Курков был готов сознаться в чем-нибудь вымышленном, потому что преступлений за ним не водилось. Не считать же таковым пустячный случай мелкого воровства, о котором Леонид если и вспоминает, то с улыбкой — и даже, возможно, слегка гордится им, потому что не деньги украл, не кусок колбасы, а краски, два тюбика краски украл у художника-ветерана, модерниста в русле традиции, Альберта Жувачева, жившего в окраинной избушке, которую гордо именовал мастерской. Жувачев был настолько же бездарен, настолько и гостеприимен, то есть — безгранично и с азартом. Где-то в городе была у него нормальная квартира и нормальная семья, которую он навещал раз в неделю, чтобы помыться, а остальное время сидел в своей избушке, заросший бородой, и вечно у него собиралась художественная и артистическая молодежь. Там Курков встретил Наталью и возникла у них во время выпивки взаимная симпатия, скоро перешедшая в отношения.

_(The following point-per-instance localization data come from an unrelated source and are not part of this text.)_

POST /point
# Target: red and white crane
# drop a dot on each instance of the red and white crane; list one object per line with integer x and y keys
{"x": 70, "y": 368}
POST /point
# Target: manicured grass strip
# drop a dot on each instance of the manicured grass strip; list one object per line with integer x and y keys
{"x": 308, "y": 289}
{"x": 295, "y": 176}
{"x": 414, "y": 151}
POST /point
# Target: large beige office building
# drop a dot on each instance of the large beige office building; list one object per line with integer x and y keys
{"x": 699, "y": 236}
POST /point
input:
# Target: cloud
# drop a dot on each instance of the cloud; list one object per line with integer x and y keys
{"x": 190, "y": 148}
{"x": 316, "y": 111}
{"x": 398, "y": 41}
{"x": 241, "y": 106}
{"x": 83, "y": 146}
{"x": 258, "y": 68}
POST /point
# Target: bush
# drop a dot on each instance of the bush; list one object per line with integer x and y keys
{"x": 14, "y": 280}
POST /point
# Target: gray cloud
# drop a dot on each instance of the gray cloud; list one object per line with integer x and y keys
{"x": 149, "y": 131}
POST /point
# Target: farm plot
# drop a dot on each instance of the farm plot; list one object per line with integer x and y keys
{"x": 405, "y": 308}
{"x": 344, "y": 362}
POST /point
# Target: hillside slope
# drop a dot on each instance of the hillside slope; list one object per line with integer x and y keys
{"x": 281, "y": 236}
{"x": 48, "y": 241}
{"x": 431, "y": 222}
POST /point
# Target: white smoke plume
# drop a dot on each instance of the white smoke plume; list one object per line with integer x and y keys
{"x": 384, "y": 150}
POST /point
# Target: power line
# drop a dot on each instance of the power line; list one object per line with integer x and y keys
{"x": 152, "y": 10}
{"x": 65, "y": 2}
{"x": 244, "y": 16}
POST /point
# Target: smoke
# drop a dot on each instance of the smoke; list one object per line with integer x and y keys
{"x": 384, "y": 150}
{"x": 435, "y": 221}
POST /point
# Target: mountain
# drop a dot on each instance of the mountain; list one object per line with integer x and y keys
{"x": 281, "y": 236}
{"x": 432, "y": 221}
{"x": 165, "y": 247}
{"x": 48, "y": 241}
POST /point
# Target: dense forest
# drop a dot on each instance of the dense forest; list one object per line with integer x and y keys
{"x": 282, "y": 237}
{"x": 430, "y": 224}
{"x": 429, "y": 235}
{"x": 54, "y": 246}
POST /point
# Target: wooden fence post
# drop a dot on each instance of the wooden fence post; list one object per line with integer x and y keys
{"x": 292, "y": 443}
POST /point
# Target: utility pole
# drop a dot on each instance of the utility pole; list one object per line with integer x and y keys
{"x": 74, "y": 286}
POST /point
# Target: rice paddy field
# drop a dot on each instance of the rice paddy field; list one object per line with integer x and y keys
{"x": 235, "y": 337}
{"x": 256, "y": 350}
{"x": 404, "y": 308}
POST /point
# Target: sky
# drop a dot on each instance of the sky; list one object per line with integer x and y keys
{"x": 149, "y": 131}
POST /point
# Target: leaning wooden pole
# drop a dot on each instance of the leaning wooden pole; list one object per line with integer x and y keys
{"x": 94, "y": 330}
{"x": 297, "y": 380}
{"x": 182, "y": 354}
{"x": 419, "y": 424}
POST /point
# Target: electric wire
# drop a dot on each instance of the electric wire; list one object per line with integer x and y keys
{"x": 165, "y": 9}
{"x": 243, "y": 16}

Жувачев в тот вечер угощал — как, впрочем, и всегда: брат у него жил в Германии, занимался какой-то коммерцией, а заодно рассовывал по салонам творения Жувачева, спрос на них был, а вывозил их брат за границу хитроумно, предъявляя таможне в виде самодеятельного творчества своего сына, не имеющего художественной ценности (творчество имеется в виду, не сын). Мальчик стоял тут же и кивал, таможня давала добро. Таким образом, деньги у Жувачева водились.